The trophy is Ireland’s, the fairytale ending belongs to O’Driscoll, and these are the final lessons from the final game of what has been a riveting installment of the old championship.
Plumtree’s Pack Is a Powerhouse
The Irish forwards have markedly stepped up their game in this Six Nations. Their mauling play from a solid lineout has proved one of the most potent weapons of any side in the tournament.
And their scrum has passed every test thrown at it. In the first half in Paris, they took the French scrum to pieces, and loosehead Thomas Domingo was lucky not to receive a yellow card after three warnings from referee Steve Walsh for wilting under the pressure of Irish tighthead Mike Ross.
The Irish replacements struggled late on, but the first string was stronger than ever up front.
All credit must go to new forwards coach John Plumtree, who has turned them into a pack that is capable of mixing it up with anyone.
France Find Their Bosh but Not Their Brains
Philippe Saint-Andre picked a huge pack and served up a powerful centre pairing in Mathieu Bastareaud and Gael Fickou.
But their power with ball in hand couldn't make up for poor organisation when Ireland attacked. Ireland's two scores in the first 30 minutes exposed France's defensive disarray.
The hole on the left side of the ruck where Andrew Trimble burst through to score Ireland’s second try was the width of two double-decker buses.
France were also caught with forwards against backs for Ireland's third when Trimble exposed the mismatch and broke free in the build-up to Sexton's second try.
While France gave a much-improved performance in attack, they still have a lot of work to do to become a coherent, consistent side.
Sexton Shows Good, Bad and Ugly
It seems churlish to pick out a player who scored twice and ended his game on a stretcher.
Poor kicking displays from Jonny Sexton are rare, but when they come around, they can have a grave effect on the Irish performance.
The fly-half scored a try in the first half, but with the boot he was wayward.

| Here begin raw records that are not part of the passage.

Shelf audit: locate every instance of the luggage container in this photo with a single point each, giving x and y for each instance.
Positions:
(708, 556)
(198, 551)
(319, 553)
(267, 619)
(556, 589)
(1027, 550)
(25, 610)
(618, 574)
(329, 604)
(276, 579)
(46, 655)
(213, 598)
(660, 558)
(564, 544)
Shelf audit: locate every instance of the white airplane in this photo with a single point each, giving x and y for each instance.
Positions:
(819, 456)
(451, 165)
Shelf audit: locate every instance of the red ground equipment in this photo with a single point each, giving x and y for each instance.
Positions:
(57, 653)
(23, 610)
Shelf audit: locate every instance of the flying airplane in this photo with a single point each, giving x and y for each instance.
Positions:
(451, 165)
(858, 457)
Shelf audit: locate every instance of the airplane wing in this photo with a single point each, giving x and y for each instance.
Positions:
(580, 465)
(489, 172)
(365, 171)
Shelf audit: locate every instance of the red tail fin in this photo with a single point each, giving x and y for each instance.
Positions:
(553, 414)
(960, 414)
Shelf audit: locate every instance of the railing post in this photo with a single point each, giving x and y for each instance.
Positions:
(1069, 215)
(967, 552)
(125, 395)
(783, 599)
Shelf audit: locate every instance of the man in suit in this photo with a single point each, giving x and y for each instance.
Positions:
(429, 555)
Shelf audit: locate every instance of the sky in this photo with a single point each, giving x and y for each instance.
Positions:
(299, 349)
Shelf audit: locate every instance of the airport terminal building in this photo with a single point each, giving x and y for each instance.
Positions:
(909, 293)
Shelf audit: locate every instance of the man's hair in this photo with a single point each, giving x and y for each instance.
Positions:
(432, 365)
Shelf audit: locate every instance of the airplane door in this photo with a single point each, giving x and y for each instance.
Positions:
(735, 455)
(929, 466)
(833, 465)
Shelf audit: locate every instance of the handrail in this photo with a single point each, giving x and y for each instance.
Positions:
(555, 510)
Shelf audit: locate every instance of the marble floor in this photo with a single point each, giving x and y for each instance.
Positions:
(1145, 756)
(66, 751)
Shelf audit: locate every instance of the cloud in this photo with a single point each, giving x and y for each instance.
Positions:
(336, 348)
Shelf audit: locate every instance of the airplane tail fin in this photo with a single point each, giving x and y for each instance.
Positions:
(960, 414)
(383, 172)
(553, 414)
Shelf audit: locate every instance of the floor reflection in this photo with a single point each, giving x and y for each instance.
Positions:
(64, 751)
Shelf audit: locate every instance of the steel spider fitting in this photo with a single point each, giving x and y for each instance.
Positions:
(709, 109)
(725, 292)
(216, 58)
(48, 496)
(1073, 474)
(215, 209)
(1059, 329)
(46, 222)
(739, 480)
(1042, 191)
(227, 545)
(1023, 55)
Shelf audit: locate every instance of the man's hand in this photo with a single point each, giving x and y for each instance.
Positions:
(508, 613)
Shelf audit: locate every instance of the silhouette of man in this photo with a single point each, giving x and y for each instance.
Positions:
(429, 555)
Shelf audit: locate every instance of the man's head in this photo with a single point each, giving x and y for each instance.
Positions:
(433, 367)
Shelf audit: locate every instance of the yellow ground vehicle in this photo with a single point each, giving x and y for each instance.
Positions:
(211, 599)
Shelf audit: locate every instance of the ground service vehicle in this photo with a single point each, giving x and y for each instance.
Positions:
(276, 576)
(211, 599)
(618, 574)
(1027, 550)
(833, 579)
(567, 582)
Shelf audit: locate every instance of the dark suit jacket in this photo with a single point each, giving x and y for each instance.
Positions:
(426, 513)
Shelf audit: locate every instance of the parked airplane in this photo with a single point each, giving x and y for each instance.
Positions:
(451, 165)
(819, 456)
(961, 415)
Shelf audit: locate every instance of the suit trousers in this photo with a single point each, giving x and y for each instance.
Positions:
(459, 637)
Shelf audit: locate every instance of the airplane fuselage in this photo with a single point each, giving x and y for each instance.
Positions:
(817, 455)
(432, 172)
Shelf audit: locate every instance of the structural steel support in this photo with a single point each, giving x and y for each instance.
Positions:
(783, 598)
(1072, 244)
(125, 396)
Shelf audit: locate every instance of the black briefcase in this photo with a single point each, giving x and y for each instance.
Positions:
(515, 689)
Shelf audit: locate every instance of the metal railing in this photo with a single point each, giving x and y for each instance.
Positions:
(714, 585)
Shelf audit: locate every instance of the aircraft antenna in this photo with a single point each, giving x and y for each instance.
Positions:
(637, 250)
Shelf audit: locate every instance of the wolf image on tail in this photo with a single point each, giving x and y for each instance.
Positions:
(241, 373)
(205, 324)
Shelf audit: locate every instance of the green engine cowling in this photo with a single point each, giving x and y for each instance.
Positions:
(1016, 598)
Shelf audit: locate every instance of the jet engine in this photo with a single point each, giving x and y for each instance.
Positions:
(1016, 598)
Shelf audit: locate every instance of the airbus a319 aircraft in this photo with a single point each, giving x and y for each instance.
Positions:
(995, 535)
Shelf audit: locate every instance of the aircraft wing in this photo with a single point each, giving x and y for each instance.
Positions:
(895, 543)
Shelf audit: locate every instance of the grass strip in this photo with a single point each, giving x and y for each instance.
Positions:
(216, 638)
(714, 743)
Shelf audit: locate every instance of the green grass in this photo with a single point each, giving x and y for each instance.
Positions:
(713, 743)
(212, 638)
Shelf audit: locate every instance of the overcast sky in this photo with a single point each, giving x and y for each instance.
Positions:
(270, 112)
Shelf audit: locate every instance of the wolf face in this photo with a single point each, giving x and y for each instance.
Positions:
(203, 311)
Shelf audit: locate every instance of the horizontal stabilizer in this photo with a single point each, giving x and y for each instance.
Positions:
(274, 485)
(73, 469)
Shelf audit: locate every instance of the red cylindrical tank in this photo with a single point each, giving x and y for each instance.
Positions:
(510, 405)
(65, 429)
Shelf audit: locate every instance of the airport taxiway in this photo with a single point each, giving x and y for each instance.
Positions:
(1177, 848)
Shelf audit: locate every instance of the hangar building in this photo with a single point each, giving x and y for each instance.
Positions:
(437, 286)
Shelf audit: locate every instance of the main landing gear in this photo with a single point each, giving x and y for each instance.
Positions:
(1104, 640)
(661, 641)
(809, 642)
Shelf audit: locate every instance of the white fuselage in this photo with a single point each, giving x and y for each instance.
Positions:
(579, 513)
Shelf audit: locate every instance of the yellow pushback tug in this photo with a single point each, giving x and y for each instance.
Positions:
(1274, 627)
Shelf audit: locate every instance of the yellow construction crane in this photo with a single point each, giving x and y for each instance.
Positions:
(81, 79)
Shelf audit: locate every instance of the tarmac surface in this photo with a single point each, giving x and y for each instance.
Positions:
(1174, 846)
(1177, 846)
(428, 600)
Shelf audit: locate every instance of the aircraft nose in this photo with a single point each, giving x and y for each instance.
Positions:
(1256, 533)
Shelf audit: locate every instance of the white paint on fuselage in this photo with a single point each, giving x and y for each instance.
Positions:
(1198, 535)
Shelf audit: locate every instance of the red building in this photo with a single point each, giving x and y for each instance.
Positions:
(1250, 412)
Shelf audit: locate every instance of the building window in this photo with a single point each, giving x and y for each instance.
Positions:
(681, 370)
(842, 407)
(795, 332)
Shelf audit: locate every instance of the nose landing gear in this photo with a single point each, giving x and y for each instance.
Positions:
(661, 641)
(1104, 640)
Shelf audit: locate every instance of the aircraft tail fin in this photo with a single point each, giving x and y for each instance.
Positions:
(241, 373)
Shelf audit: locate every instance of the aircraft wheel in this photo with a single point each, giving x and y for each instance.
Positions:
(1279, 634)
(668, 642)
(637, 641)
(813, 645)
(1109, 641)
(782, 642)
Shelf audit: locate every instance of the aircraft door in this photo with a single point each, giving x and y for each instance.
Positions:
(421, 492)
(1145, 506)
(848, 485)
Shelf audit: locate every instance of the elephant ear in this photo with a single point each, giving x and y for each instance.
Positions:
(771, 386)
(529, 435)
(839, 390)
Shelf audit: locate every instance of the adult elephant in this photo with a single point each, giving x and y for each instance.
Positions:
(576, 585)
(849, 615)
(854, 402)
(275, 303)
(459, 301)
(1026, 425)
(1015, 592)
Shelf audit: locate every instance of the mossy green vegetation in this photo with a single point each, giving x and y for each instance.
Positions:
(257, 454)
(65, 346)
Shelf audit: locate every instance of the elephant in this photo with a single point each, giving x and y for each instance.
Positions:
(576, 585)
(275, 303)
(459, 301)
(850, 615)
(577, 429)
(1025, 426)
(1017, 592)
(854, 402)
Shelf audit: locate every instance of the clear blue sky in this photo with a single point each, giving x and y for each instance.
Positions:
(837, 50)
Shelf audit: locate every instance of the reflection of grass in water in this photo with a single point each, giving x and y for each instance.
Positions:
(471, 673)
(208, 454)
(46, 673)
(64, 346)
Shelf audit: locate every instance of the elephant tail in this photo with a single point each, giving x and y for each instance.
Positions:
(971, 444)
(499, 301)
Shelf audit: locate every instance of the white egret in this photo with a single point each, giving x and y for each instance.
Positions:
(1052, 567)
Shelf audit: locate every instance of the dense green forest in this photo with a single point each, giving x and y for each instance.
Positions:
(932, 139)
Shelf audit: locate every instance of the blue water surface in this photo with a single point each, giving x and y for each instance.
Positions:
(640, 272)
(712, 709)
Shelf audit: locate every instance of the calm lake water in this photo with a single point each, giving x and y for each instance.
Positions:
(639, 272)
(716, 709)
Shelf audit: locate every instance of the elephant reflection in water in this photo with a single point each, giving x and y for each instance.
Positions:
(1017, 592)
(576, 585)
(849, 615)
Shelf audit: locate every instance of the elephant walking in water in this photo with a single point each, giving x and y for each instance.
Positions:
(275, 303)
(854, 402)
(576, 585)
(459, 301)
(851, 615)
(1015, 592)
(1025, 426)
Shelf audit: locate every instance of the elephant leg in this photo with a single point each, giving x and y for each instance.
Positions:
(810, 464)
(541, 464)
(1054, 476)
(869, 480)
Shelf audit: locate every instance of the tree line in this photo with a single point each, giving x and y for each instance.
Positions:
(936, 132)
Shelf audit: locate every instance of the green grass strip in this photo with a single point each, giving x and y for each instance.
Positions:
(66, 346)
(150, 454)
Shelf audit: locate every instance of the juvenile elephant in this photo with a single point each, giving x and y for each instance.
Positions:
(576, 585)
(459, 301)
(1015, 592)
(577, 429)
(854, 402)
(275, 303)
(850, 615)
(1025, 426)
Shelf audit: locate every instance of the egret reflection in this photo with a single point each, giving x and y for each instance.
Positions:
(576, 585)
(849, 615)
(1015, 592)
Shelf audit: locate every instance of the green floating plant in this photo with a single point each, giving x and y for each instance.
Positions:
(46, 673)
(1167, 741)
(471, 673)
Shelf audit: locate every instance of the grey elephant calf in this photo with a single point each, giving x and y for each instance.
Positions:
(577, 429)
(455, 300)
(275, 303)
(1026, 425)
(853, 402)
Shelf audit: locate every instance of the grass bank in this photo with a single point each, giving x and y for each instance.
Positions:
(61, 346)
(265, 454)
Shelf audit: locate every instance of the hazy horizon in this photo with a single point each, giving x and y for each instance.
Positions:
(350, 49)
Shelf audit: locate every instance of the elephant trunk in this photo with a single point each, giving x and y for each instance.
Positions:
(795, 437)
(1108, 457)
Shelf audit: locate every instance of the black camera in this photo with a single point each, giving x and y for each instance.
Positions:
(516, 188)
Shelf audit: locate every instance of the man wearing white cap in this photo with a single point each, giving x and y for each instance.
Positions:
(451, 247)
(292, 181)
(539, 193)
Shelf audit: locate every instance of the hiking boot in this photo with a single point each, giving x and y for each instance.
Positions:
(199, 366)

His kicking from hand failed to earn Ireland the territory and field position that he secured for them against Wales.
Allied to that, he missed his conversion and fluffed an easy penalty that would have given Ireland a two-point lead at the break.
His second try gave him a conversion in front of the sticks, which he nearly fluffed. However, he showed the mental fortitude to nail his next attempt, a penalty that made it 22-13 to Ireland and ultimately sealed the title.
If you turn the clock back to November, Sexton missed the penalty that would have ensured victory over New Zealand in Dublin.
The evidence is mounting that he struggles with the boot when the heat is on.
Walsh Blows Hot and Cold
Some odd decisions from Steve Walsh peppered this game. In the first half, he surprisingly warned Thomas Domingo that his next scrummage offence would result in a yellow card, after the ref had pinged him three times already.
Few players get that many lives before taking a seat in the sin bin, but Walsh was lenient on the loosehead prop.
He then awarded France a try when it was clear on the replay that Dimitri Szarzewski dropped the ball in the act of scoring. Rather than use the TV replay available to him, Walsh gave the try there and then.
He somewhat redeemed himself with the decision to rule out a French try at the death. He spotted the potential forward pass, used the replay to confirm it and made the correct call.
Nevertheless, this sort of inconsistency from a referee must have coaches pulling their hair out.